AI Article Synopsis

  • Serum 25-hydroxyvitamin D (25OHD) tests in France have surged by tenfold over the past decade, often for questionable reasons.
  • In 2013, the French National Authority for Health imposed limits on when these tests could be ordered, restricting them mainly to specific health conditions like rickets and certain cases in older adults.
  • The authors argue that there are additional valid reasons for testing, supported by research, and advocate for the continued reimbursement of serum 25OHD tests for broader clinical scenarios.

Article Abstract

The number of serum 25-hydroxyvitamin D (25OHD) assays has increased tenfold in France in less than 10 years, sometimes for invalidated reasons.
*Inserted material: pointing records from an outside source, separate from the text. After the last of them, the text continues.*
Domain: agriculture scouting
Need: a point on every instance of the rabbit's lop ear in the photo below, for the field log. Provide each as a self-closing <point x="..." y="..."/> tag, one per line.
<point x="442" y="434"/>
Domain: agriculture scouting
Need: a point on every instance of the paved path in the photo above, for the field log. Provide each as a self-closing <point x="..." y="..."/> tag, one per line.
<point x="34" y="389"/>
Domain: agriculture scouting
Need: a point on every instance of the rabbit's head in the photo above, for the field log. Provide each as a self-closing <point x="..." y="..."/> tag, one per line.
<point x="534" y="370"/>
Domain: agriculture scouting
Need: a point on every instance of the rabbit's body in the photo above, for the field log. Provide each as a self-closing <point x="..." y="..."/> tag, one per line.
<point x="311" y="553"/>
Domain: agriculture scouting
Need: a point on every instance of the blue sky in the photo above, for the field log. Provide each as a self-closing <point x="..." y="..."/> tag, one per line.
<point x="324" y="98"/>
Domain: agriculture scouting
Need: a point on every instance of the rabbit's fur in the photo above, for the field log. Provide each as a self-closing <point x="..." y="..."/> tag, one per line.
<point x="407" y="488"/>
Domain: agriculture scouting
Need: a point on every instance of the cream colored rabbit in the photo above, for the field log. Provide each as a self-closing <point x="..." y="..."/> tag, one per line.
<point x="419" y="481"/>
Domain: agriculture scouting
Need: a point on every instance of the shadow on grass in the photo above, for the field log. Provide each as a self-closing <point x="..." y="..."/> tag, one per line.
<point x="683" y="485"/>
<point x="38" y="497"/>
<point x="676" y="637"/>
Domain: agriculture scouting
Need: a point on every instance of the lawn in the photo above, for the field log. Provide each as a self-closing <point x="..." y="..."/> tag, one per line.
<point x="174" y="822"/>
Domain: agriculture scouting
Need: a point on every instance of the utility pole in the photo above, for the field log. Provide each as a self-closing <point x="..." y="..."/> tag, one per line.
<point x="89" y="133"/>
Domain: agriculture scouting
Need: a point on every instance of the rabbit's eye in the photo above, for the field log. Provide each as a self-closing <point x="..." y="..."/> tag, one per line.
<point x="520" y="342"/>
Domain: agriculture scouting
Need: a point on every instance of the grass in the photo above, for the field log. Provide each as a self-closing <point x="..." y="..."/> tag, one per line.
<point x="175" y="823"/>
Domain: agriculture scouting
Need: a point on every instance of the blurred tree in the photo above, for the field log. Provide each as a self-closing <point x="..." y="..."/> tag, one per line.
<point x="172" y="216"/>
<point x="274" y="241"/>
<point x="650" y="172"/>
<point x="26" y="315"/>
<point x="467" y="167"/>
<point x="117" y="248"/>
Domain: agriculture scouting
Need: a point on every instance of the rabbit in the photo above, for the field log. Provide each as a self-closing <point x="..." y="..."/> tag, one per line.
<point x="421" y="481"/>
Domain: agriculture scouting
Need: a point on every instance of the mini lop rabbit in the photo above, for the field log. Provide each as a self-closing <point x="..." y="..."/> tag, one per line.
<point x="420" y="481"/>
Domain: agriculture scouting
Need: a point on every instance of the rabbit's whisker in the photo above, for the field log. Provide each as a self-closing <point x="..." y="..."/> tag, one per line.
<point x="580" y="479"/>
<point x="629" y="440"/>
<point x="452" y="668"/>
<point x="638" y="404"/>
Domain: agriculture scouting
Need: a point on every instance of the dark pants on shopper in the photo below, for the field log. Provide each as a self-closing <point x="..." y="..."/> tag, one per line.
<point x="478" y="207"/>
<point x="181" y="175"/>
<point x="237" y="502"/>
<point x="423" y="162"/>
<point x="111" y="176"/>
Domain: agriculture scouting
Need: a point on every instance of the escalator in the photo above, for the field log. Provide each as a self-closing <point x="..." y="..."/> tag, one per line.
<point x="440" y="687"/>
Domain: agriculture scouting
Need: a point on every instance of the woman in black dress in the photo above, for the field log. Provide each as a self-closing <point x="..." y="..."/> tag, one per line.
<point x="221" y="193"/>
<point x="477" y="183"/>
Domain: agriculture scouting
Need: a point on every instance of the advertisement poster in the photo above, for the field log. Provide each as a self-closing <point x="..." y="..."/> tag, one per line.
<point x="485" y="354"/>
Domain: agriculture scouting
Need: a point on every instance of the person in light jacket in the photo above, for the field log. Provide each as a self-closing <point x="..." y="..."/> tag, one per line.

In 2013, the French National Authority for Health (Haute autorité de santé, or HAS) limited the indications for serum 25OHD measurements to rickets/osteomalacia, older adults with recurrent falls, monitoring of kidney transplant in adults, and surgical treatment of obesity in adults. Our aim here was to note that other indications for serum 25OHD measurements are supported by previous literature and by a number of national and international recommendations, in particular the following: any situation of bone fragility, any chronic renal failure <45 mL/min/1.73m, any situation of malabsorption, clinical signs consistent with vitamin D deficiency or vitamin D overload, and calcium phosphorus evaluation. We suggest that the measurement of serum 25OHD concentration should remain reimbursed as part of these extended indications.